Oleh: Dr. Akhmad Aflaha
"Korupsi itu bukan kejahatan besar. Kecuali kalau kamu tertangkap."
— Kalimat sinis yang terdengar akrab di ruang publik kita.
Kalimat ini menggambarkan kondisi budaya hukum yang sedang sakit. Korupsi tidak lagi dimaknai sebagai pengkhianatan moral, melainkan sekadar “risiko operasional”—asal tidak tertangkap, maka tetap dianggap bersih. Bahkan, dalam banyak kasus, pelaku korupsi tetap dielu-elukan sepanjang belum dijatuhi vonis.
Budaya "Asal Aman": Menggerus Moral Kolektif
Di Indonesia, tingkat toleransi terhadap korupsi masih tinggi.
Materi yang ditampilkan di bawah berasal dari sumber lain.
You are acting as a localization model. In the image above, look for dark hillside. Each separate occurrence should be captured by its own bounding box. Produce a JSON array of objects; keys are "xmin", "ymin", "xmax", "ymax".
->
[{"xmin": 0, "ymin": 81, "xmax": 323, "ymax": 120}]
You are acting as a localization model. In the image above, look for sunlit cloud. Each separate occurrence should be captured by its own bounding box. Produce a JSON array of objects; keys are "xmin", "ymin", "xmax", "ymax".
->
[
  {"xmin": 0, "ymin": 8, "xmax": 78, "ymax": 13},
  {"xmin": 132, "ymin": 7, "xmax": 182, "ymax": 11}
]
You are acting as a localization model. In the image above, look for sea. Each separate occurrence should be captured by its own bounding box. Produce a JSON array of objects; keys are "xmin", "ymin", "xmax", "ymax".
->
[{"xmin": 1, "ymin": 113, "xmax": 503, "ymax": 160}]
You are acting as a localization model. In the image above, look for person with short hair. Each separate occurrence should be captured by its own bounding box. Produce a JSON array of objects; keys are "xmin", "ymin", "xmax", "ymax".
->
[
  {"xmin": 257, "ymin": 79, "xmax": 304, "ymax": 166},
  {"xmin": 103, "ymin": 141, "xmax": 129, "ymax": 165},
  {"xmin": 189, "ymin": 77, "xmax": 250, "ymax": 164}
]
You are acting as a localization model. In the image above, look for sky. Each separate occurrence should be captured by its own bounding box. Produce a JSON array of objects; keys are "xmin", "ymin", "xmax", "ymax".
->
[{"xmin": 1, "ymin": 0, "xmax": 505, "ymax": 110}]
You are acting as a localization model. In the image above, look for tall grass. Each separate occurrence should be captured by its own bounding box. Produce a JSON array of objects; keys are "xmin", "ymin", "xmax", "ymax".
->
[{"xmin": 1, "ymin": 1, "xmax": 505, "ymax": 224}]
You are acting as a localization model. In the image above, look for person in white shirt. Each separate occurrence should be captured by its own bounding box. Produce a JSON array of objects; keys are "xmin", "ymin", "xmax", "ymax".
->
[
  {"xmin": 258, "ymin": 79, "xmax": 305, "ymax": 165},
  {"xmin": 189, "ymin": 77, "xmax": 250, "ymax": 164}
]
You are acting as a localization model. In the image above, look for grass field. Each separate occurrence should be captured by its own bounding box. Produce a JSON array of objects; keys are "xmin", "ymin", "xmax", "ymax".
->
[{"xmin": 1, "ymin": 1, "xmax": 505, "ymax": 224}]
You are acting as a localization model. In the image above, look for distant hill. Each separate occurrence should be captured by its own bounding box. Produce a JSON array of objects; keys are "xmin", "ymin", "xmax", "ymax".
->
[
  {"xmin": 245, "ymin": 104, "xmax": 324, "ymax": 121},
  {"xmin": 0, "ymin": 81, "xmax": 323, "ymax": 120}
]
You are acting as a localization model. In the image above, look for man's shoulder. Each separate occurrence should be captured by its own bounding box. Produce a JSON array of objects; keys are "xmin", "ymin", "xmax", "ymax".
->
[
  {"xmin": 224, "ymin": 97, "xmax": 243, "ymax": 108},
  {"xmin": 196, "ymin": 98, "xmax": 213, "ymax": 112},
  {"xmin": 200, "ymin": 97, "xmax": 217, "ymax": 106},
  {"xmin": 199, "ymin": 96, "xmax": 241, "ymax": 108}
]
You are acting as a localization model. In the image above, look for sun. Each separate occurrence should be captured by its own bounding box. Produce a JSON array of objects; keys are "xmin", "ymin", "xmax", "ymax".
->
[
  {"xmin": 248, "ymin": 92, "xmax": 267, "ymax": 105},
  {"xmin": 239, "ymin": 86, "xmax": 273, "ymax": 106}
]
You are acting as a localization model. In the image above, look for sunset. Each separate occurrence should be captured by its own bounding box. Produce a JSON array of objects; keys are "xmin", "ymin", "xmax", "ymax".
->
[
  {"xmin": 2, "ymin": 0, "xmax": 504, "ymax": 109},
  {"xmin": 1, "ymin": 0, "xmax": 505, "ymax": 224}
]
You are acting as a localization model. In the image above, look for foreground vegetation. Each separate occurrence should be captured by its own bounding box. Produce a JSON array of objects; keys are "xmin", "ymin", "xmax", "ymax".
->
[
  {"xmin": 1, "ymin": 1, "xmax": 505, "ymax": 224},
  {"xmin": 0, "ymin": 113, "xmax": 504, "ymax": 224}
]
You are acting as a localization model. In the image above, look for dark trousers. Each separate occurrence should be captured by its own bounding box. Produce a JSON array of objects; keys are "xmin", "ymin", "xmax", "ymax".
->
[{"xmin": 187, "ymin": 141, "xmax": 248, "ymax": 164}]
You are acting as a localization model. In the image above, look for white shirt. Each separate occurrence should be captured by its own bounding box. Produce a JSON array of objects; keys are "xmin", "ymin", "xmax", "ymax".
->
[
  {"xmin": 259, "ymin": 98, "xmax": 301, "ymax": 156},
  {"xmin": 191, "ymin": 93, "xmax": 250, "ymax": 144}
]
Dalam survei Transparency International tahun 2023, Indeks Persepsi Korupsi (IPK) Indonesia berada di angka 34 dari 100, dan menduduki peringkat ke-115 dari 180 negara.
(Sumber: Transparency International, CPI 2023)
Survei LSI (Lembaga Survei Indonesia, 2022) juga mengungkapkan bahwa 58,3% masyarakat percaya kasus korupsi sering tidak ditindak secara adil karena adanya pengaruh politik atau uang.
Ini mengindikasikan dua hal:
1. Korupsi bukan hanya soal pelaku, tapi juga sistem yang membiarkan.